BERLIN (Reuters) - A debate over whether to ban Muslim girls under 14 from wearing headscarves in public, prompted by a similar proposal in Austria, has divided Germany’s governing conservatives.
Chancellor Angela Merkel, already struggling to paper over cracks in her month-old coalition cabinet, is unlikely to welcome a call for action from members of her own camp that exposes the country’s uneasy attempts to integrate its 4 million Muslims.
That process has taken on added complexity following the influx of over one million mostly Middle Eastern and North African migrants in 2015 and 2016, and sharp election gains for the far-right, anti-immigrant Alternative for Germany (AfD) party.
Germany’s parliament already passed a law last year preventing civil servants, judges and soldiers from wearing full-face veils at work.
Interior Minister Horst Seehofer, a member of the Bavarian CSU conservative party, and Farm Minister Julia Kloeckner, from Merkel’s more moderate Christian Democrats (CDU), said they now backed a headscarf ban for schoolgirls.
Kloeckner argued it was needed to prevent children from growing up with “crude gender stereotypes”.
But other conservatives, including integration commissioner Annette Widmann-Mauz, on Tuesday said such a ban would create constitutional problems and challenge parental rights.
Seehofer, whose Bavarian CSU bled support to the AfD in the September national election, aims to woo back those voters before a regional Bavarian ballot in October, in part by taking a more hardline stance on security and immigration.

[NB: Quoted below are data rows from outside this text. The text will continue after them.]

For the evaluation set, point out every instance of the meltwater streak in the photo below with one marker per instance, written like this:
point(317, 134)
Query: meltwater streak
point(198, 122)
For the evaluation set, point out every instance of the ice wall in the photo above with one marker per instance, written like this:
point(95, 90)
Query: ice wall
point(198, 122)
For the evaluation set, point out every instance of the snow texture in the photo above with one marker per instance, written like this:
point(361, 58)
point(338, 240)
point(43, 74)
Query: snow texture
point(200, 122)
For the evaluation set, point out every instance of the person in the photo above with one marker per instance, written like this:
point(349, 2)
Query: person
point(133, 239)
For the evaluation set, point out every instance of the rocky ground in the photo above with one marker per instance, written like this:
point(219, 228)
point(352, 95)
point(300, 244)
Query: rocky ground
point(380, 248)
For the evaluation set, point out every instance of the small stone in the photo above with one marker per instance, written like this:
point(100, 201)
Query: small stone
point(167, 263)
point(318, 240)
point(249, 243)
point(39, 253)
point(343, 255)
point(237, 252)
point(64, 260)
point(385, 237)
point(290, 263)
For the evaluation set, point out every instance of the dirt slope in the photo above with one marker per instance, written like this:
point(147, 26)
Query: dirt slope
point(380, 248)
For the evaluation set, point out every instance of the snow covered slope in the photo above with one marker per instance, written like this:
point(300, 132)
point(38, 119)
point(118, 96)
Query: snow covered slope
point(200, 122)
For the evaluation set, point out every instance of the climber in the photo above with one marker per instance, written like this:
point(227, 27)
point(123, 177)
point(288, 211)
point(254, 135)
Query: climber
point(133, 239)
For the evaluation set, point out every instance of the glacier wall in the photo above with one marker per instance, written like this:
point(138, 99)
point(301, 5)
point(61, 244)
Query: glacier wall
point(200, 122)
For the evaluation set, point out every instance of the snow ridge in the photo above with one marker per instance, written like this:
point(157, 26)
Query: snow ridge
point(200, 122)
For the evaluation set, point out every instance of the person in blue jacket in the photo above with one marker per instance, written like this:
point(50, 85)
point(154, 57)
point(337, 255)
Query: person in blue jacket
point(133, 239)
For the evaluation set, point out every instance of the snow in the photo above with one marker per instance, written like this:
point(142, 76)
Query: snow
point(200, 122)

He drew a firm rebuke from Merkel last month after saying Islam did not belong to Germany.
Germany’s centre-left Social Democrats (SPD), junior partners in Merkel’s squabbling coalition, generally oppose a ban on headscarves.
Ibrahim Yetim, the party’s expert on integration, called it “half-baked” in comments to the German Catholic News Agency on Monday.
Austria, where conservative Chancellor Sebastian Kurz has forged a coalition with the far-right Freedom Party (FPO), announced plans for a headscarf ban in primary schools and kindergartens on April 4 to combat what the government sees as a threat to Austrian mainstream culture.